AUGUSTA, Maine — Now that Maine lawmakers have completed their work on a supplemental state budget, lawmakers’ attention is turning to bonds. And a weekend exchange between the Democratic governor and Republican lawmakers may set the stage for debate to take place in the next week.
In his weekly radio address, Gov. John Baldacci pitched his $79 million job-creation bond package. Baldacci said the proposal currently before the Appropriations Committee would put 2,000 people back to work within the next year and help to protect the jobs of thousands of more workers.
It includes funds for highways, preservation of freight rail service in Aroostook County and other transportation and energy projects.
“I know that among some there is concern about borrowing right now, even for the worthy cause of creating jobs,” said Baldacci, who days earlier signed a bill that closes a $310 million budget gap. “But we cannot sit back and wait for the economy to improve. We must take appropriate action to make it happen.”
In the GOP response, House Minority Leader Josh Tardy of Newport said this is the wrong time for the state to take on more debt.
In addition to Baldacci’s bond proposal, Senate President Elizabeth “Libby” Mitchell of Vassalboro, one of five Democratic gubernatorial hopefuls, proposed a $99 million bond package.
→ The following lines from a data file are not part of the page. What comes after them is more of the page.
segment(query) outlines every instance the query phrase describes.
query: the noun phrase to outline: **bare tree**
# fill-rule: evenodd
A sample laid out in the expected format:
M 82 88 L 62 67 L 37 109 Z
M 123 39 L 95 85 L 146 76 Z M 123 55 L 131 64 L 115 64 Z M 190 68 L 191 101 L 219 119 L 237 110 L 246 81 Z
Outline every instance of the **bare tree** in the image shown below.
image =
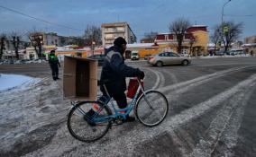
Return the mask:
M 178 53 L 181 53 L 184 35 L 189 25 L 190 25 L 189 21 L 184 18 L 178 18 L 169 24 L 169 31 L 175 33 L 177 38 Z
M 10 35 L 10 40 L 14 48 L 15 57 L 19 59 L 19 46 L 21 44 L 21 36 L 17 33 L 13 31 Z
M 84 35 L 86 45 L 101 45 L 101 30 L 94 25 L 87 25 Z
M 193 45 L 197 41 L 197 37 L 194 36 L 193 34 L 191 34 L 191 37 L 189 38 L 189 53 L 188 56 L 193 56 Z
M 218 42 L 220 41 L 221 39 L 221 27 L 219 25 L 215 25 L 214 27 L 214 33 L 210 36 L 210 39 L 212 40 L 212 42 L 215 44 L 215 49 L 214 51 L 215 52 L 216 50 L 216 47 L 217 47 L 217 44 Z
M 238 39 L 239 36 L 242 32 L 243 24 L 242 22 L 234 23 L 233 22 L 225 22 L 223 23 L 223 42 L 224 44 L 224 50 L 227 51 L 231 44 Z
M 158 32 L 155 32 L 155 31 L 151 31 L 149 33 L 145 33 L 144 34 L 144 38 L 143 39 L 147 39 L 149 40 L 150 42 L 154 42 L 155 41 L 155 39 L 158 35 Z
M 6 34 L 2 33 L 0 35 L 0 59 L 2 59 L 4 50 L 6 49 L 5 42 L 7 41 Z

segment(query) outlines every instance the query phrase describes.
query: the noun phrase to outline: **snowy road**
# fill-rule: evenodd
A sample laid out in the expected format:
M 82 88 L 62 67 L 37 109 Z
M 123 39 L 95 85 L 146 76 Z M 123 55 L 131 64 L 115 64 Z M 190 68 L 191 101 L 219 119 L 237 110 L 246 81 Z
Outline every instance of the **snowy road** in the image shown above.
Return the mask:
M 161 125 L 136 121 L 95 143 L 77 141 L 66 126 L 70 105 L 61 81 L 46 75 L 0 92 L 0 156 L 255 156 L 256 58 L 131 65 L 145 71 L 148 88 L 167 96 L 169 114 Z

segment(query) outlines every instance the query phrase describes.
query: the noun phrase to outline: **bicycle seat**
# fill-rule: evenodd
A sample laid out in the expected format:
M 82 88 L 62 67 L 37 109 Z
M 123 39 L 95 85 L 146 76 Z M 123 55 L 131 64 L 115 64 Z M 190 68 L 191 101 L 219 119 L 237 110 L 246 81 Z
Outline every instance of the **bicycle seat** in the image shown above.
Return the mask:
M 97 85 L 104 85 L 104 84 L 107 84 L 109 83 L 110 81 L 109 80 L 97 80 Z

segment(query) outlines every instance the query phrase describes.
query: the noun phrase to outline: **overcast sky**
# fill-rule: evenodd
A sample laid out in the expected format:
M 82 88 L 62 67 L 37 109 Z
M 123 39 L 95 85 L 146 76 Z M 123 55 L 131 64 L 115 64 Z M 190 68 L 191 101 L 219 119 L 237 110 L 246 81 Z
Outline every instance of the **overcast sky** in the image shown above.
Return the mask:
M 145 32 L 168 32 L 178 17 L 191 24 L 213 27 L 221 22 L 222 7 L 228 0 L 0 0 L 0 33 L 32 30 L 54 31 L 64 36 L 81 36 L 89 25 L 127 22 L 140 39 Z M 18 14 L 1 6 L 50 22 Z M 224 6 L 224 21 L 243 22 L 244 37 L 256 35 L 256 0 L 231 0 Z M 68 29 L 65 27 L 72 29 Z M 74 30 L 75 29 L 75 30 Z

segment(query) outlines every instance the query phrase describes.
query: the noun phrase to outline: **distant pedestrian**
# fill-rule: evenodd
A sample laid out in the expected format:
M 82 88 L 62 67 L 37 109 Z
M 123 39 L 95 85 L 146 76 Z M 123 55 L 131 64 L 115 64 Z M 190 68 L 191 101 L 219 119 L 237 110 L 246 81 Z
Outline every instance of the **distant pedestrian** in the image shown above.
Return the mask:
M 49 55 L 49 65 L 51 69 L 52 78 L 53 80 L 59 79 L 59 67 L 60 67 L 60 64 L 57 56 L 55 56 L 55 50 L 51 50 Z

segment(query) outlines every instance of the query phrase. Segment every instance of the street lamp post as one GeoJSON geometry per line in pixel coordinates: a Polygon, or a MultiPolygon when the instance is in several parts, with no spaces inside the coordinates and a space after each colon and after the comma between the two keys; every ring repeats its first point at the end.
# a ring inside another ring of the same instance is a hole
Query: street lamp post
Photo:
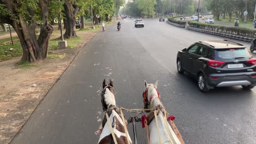
{"type": "Polygon", "coordinates": [[[92,14],[92,4],[91,3],[91,28],[94,29],[94,14],[92,14]]]}
{"type": "Polygon", "coordinates": [[[200,11],[200,0],[198,0],[197,22],[199,22],[199,13],[200,11]]]}

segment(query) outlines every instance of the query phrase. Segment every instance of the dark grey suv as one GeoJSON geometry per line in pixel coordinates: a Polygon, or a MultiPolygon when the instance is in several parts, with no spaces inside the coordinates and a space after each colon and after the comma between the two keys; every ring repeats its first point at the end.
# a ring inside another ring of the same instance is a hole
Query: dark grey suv
{"type": "Polygon", "coordinates": [[[203,92],[233,86],[249,89],[256,83],[256,58],[242,44],[228,40],[199,41],[179,51],[177,68],[196,77],[203,92]]]}

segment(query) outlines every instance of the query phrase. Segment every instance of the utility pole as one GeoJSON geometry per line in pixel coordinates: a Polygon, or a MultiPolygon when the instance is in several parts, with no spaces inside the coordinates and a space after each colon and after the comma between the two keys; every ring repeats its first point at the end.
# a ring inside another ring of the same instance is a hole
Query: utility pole
{"type": "Polygon", "coordinates": [[[198,0],[198,14],[197,14],[197,22],[199,22],[199,13],[200,12],[200,0],[198,0]]]}
{"type": "Polygon", "coordinates": [[[255,10],[254,10],[254,19],[253,19],[253,22],[254,22],[255,20],[255,16],[256,15],[256,4],[255,4],[255,10]]]}
{"type": "Polygon", "coordinates": [[[91,28],[94,29],[94,14],[92,14],[92,4],[91,4],[91,28]]]}
{"type": "MultiPolygon", "coordinates": [[[[245,0],[245,3],[246,3],[246,5],[245,5],[246,11],[247,11],[247,0],[245,0]]],[[[247,14],[245,15],[245,22],[247,23],[247,14]]]]}
{"type": "Polygon", "coordinates": [[[173,15],[174,15],[174,16],[175,16],[175,15],[176,15],[176,14],[175,14],[175,0],[174,0],[174,11],[173,11],[173,15]]]}

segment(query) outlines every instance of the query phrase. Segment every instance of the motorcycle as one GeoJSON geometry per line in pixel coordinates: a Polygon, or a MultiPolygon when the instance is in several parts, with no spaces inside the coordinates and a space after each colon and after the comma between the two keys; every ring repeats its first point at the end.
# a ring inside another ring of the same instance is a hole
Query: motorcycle
{"type": "Polygon", "coordinates": [[[250,47],[250,51],[251,52],[253,52],[255,50],[256,50],[256,39],[252,41],[250,47]]]}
Tardy said Democrats and Republicans agreed last spring to a $150 million bond package to span the current two-year budget cycle. The first $71 million was approved in November and the rest goes before voters this June and November.
“Even before those new bonds have been issued or given a chance to work, the Democrats are back demanding more,” Tardy said. “You remember the infamous stimulus program of about $800 billion. Imagine if Washington politicians had proposed another $400 billion stimulus a month later, before the first one had a chance to kick in. That’s what is happening in Augusta.”
Tardy said Republicans believe Mainers “cannot be buried deeper and deeper in debt,” which he contended now stands at $11.5 billion.